International Accord — My Merriam-Webster’s Dictionary provides the following definition for the word accord: “to bring into agreement; … to be consistent or in harmony.” This word popped into my mind as I was leaving the Oxford Education Research Symposium last Friday afternoon. Of the many conferences that I have attended over the decades, this one is by far the most international in nature. This year’s Oxford Education Research Symposium featured 26 presentations, and the presenters came from the following countries: Australia, Canada, Greece, India, Indonesia, Israel, Malaysia, Pakistan, Saudi Arabia, South Africa, South Korea, the United Kingdom, the United States, and Vietnam. While I listened to their presentations, it became clear to me that these diverse presenters agreed on many issues. Moreover, they all took a respectful approach when responding to the other presenters. This approach gave the conference a positive and harmonious feel.
In this time of escalating international tensions, I came away from the conference with a sense of hope that scholars from so many different parts of the world can still reach agreement on the value of education and the importance of research. I was especially pleased to see the professor from Israel and the professor from Saudi Arabia sitting together throughout the conference. They did not let their religious differences or the conflict between their two nations interfere with their ability to discuss their research findings or interact as colleagues.
This time of the year, people often express a desire for peace on earth, but current events make such expressions for world peace seem more and more out of reach. Still, my recent experience at Oxford University gives me cause for hope. If professors and researchers from so many different countries can reach accord, then perhaps there is still a chance that the diverse nations of the world can figure out how to coexist in harmony.

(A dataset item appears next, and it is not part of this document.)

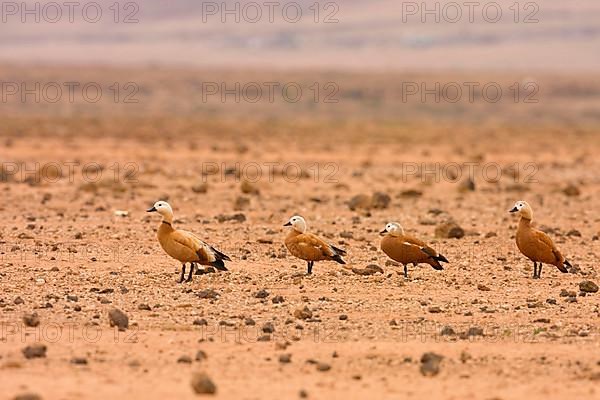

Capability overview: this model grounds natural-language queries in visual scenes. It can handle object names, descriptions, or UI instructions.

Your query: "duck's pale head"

Kudos — As you know, I like to use my Monday Missives to share news about recent accomplishments by members of the English Department. Here is the latest news:
Boyd Davis recently had a co-authored article accepted for publication. Here are the details: van Ravenstein K and Davis B. “When More Than Exercise Is Needed to Increase Chances of Aging in Place: Qualitative Analysis of a Telehealth Physical Activity Program to Improve Mobility in Low-Income Older Adults.” JMIR Aging (forthcoming). doi:10.2196/11955
Consuelo Salas recently led a workshop titled “Creative Research Methods: An Approach to Studying Food” at the Cultural Rhetorics conference. Also, Consuelo and Atkins Library librarians Kim Looby and Natalie Ornat were recently awarded a SoTL grant for their collaborative project “Multi Discipline Collaboration in the Teaching of Inquiry and Critical Thinking.” In their two-year project Salas, Looby and Ornat will study the effectiveness of their collaborative teaching of the research process within Salas’ LBST 2301 courses.
Upcoming Events and Meetings — Here is a list of upcoming events and meetings:
December 12 — The English Department’s Holiday Party will be held on Wednesday, December 12, from 11:30 to 1:30 in the Faculty/Staff Lounge. Please sign up on the potluck list located on the desk outside of Monica’s office.
December 15 — The Commencement for the College of Liberal Arts and Sciences will take place in the Barnhardt Student Activity Center (SAC) on Saturday, December 15, at 3:00 pm.
January 29 — The Personally Speaking presentation featuring Janaka Bowman Lewis will take place on Tuesday, January 29, 2019, at UNC Charlotte Center City. Janaka’s presentation on her book Freedom Narratives of African American Women will begin at 6:30 p.m. A book signing and reception will follow her presentation. For more information and to RSVP, please click on the following link: https://exchange.uncc.edu/how-early-womens-writings-led-to-civil-rights-discourse/
Quirky Quiz Question — The effort to establish an international organization to help the nations of the world work out their differences without resorting to war led to the formation of the United Nations after World War Two. However, before the establishment of the United Nations, an effort was made to establish a similar international organization following World War One. What was the name of the organization that was a predecessor to the United Nations?
Last week’s answer: Christchurch
Oxford University is home to a number of semi-independent colleges. What is the name of the college where Lewis Carroll taught?